Sometimes I just don't have much to say.
This dry blogging time stems from having a few conversations where I have felt
completely stupid or quick to speak when I should have been quiet.
I like to blame my strange personality quirks and foot in mouth episodes on menopause...(I am sure there is something I need
to just learn instead of blaming
my big mouth or opinions on something like menopause.)
I have needed to be quiet and found myself curling up
when I could with some good books seeking some wisdom and keeping my mouth shut.
I finished the Hunger Games a few days ago.
It is interesting and violent and a little scary with alot of heart.
Love this series by Karen Kingsbury.
I have not started this one yet but very, very soon.
This book is kicking my rear end. Way hard on me but I am sure that I need it. What IS it like to be married to me? Not so fun sometimes I am afraid, but I hope pretty good most of the time. Great book to make you take a frank assessment of what kind of marriage partner you are.
My sister in love, Jan gave me this sweet frame for Christmas. I have probably shown it to you already but it is worth another photo. I so agree with the statement. I like our love story the most. And if you think about it...shouldn't we all love our OWN love story the most? I think so.
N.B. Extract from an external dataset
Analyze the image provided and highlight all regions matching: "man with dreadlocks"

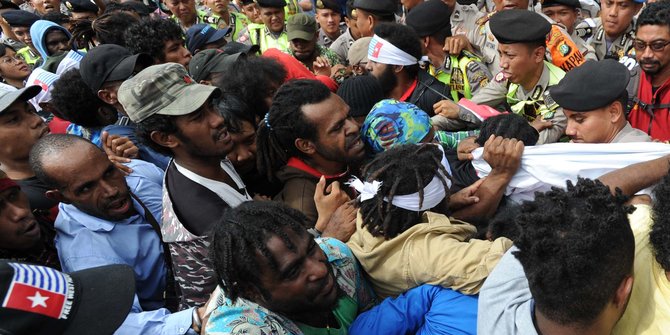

Look at this photo above! Dallas and Ft. Worth were taking cover this afternoon.
Several tornadoes were throwing big things around.
My honey was over there today. So thankful he was safe.
We spent the weekend with our boys and it was parent's weekend at A&M. We went to a special "Breakaway" on campus. It was really wonderful to sing and to listen to so many voices praising the Lord together. Very inspirational message. A great evening.
This is my little friend that plays in a tree right outside my window where my computer sits. He stares at me and then forgets me and tries to jump from the tree onto our bird feeder. Duffus. He has not made it yet that I have seen.
Well, I guess this post has been long and boring enough. I will leave you with these thoughts from the middle of another book I am reading..."One Thousand Gifts" by Ann Voskamp
Is the busyness of our lives leaving
little room for the source of our lives?
Through all that haste I thought I was making up time.
It turns out that I was throwing away time.
Hurry always empties the soul.
I don't really want more time; I just want enough time. Time to breathe deep and time to see real and time to laugh long, time to give You glory and rest deep and sing joy and just enough time in a day not to feel hounded, pressed, driven, or wild to get it all done-yesterday.
I just want time to do my one life well.
(We can find it but we have to be looking.)
I only live the full life when I fully live in the moment.
Wherever you are, be all there.
The real problem of life is never a lack of time.
The real problem of life- in my life- is lack of thanksgiving.